We get into the cab and ask for the cab and ask for the bus station. In this initial encounter the driver gives off the impression of speaking far more English than he actually does. We pull out a map and once again say bus station while pointing to our destination. He still doesn’t understand. He starts driving off, we hope in the right direction.
Then we start throwing languages out there. One of my friends speaks some German and some Chinese. These fall flat. I speak French fluently. I start saying autobus and Francais and he perks up. He speaks French. Excellent.
From here I manage to explain that we are not trying to go to a hotel or hostel — I fumble for the word then remember it is auberge — but to the bus station. We are thankful to make it to our destination — especially since our bus leaves very soon — and I am pleased with myself. I conversed in French. I got us to our destination. Once I stopped being worried it was fun. At home I never have a reason to speak French but for some reason in Lithuania I am given the chance twice — the border patrol also speaks to me in French.
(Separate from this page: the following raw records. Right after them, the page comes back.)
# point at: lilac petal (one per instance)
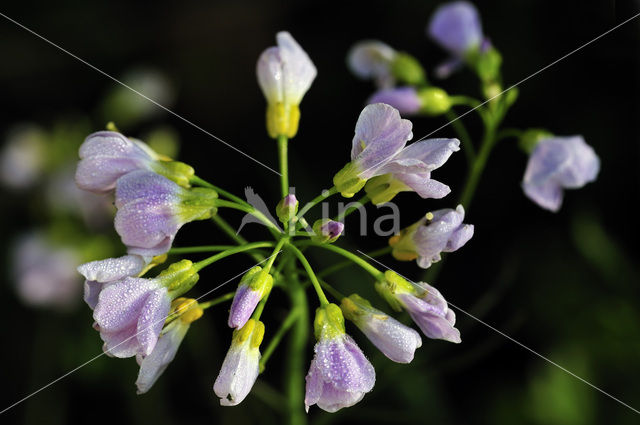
(404, 99)
(119, 305)
(456, 27)
(380, 134)
(244, 303)
(153, 365)
(152, 318)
For the most part you can get by with just English while traveling, especially in Western Europe. But then my encounter validates my belief that one should speak at least two languages, and probably more. I have been thinking of learning Chinese or German or something else for a while. I feel two languages are not enough. It reminds me of how handy it can be to communicate with others.
My roommate has also been telling me that for him learning Chinese was as much about speaking the language as learning a new perspective. The language is much different than any European language and reflects the culture and nation that spawned it.
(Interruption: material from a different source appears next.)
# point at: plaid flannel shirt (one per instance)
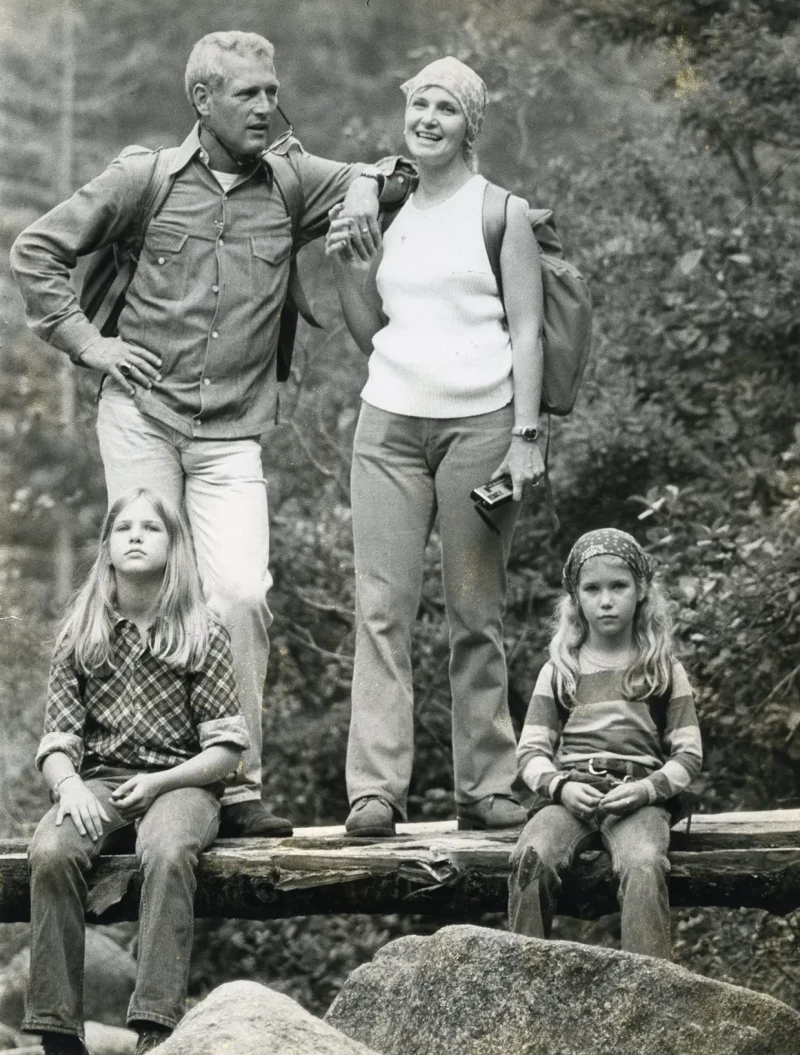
(141, 713)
Then I think of university Spanish. I took two semesters of it because of a language requirement and remember how to say I don’t like cheese and ask where the beach is. The second semester went so fast that by the end I barely remembered the present tense. And to make matters worse it was marked on a ridiculously hard scale — my eighty per cent only earned me a B, with a ninety-four per cent required for an A. To say the least I wasn’t really invented in Spanish. I took it because it was supposed to be easy if you spoke English and French, and I had to do a language. In the end it was a lot of work.
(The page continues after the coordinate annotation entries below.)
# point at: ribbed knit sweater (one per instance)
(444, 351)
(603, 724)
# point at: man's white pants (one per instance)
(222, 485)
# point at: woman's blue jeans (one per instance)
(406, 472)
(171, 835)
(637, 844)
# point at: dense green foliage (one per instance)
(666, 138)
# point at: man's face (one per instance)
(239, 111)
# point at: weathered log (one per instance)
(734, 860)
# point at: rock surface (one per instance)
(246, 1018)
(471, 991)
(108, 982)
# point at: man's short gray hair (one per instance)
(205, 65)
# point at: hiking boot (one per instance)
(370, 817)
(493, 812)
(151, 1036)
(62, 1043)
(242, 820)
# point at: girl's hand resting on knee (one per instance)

Learning a language was tricky and one has to really be invested in it to put in the work. That is why I resolved to never take a language for academic credit ever again. That is why I didn’t take Danish language courses while on exchange in Denmark. That is why I barely speak Spanish.
I think that doing it on your own time is different. I would learn Chinese because I am interested in China. I wrote my honours thesis on Sino-American relations and would consider living there. It would be a project undertaken because I believe it to be valuable and enriching. Who knows maybe one day in a cab I will have a driver who doesn’t speak a word of English. Perhaps it will come in handy. After all speaking French is the reason we caught our bus.